In modern times, women are financially independent and increasingly earning more income. Improved life expectancy, early retirement, break in the career to pursue personal goals; all contribute to the need of having a systematic financial plan. But, women tend to be more conservative in their approach towards financial well-being. Lack of confidence, financial illiteracy, age old male dominance and scantiness of time has led women to believe that they are inferior to the male counterparts.
5 Mistakes that Women Make When it comes to Money –
- Not Investing
According to Global Wage Report 2018-19 published by International Labor Organization (ILO), women are paid most unequally. On average, women are paid 34% less than men in India. While savings are less, the cost of living and the rate of inflation apply similarly to both. All the more, the life expectancy of women is higher as compared to men. This means women require a larger corpus to fund their retirement needs. Thus, being too conventional about investing not only eats into the returns but also has a more negative impact on the value of retirement corpus.
- No Active Participation
Although most of the women are money managers and budgeting experts at home, when it comes to investing, the onus on making financial decisions is put on their spouses, fathers or relatives. In majority of the cases, women have no knowledge of the investments made by their counterparts on behalf of them and are left clueless after the passing of any unfortunate events (divorce, untimely death, etc).
- Procrastinating investment decisions
When it comes to finance, when one starts investing matters more than how much one is investing. In the example given below, Ms. Early started her investment journey with a mere contribution of Rs. 50 thousand annually, whereas Ms. Late shied away from it initially but started her investment journey with thrice the amount later. At the end of the term, the cost of procrastination for me Ms. Late amounted to an approximate value of Rs. 12 lakhs.
Particulars | Ms. Early | Ms. Late |
Annual Rate of Return | 12% | 12% |
Investment Term | 25 | 15 |
Annual Investment/Savings | 50,000 | 150,000 |
Total Investments/Savings | 1,250,000 | 2,250,000 |
Total Value at end of Term | 7,466,697 | 6,262,992 |
Cost of Procrastination | 1,203,705 |
- Financial Illiteracy
Despite of educating themselves on money matters, women tend to transfer the responsibility to the men in their family; they find the task very intimidating. There is a mind block when it comes to investing or understanding different financial products.
- Choosing Investment Products
Managing daily expenses and only investing in jewels, gold and savings account cannot be the base of a portfolio. This lack of awareness can be detrimental to their long-term goals, especially retirement.
Investments also need to be in product that are diversified and have the potential to earn higher return and beat inflation in the long run.

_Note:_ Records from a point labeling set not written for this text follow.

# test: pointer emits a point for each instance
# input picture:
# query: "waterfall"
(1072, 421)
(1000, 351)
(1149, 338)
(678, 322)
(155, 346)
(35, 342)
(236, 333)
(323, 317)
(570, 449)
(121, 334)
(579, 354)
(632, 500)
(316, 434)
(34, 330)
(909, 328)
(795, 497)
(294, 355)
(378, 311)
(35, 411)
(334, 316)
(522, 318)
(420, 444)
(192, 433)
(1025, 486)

5 reasons why women need financial planning
- Increasing number of working women
Larger numbers of women, urban as well as rural are joining the workforce at junior, mid and senior level of management. As income rises, the need to manage the finances also rises.
- Pay Gap
Women all over the world earn less in comparison to their male counterparts for the same level of work. This income disparity has a negative impact on the savings that can be set aside for future goals.
- Inheritance
Gender inequality is becoming a thing of the past. Women, by and large, are increasingly inheriting ancestral properties. Due to the changes in Hindu Succession Act and Indian Succession Act, women have legal claim in the wealth of their parents even after marriage. This inheritance needs to be managed efficiently.
- Higher Life Expectancy
Generally, women live longer than men and need to manage their life thereafter individually without any outside help. With an increased life expectancy comes the additional financial burden of creating a larger corpus by retirement in order to sustain the same standard of living.
- Career Break
Often women are compelled to take career breaks for family and/or children. Finances need to be properly managed so that the irregularities in income can conveniently be managed so as not to damper the financial well being of the individual.
Thus, in an era where women are progressing at an unprecedented rate, we need to make sure that they are taking care of their finances and taking all the right steps to invest wisely and protect their capital. They are natural savers and planners; many just don’t realize that they can surpass others when it comes to making their own financial decisions, all they need is a right track to start and they can flourish more than anybody else.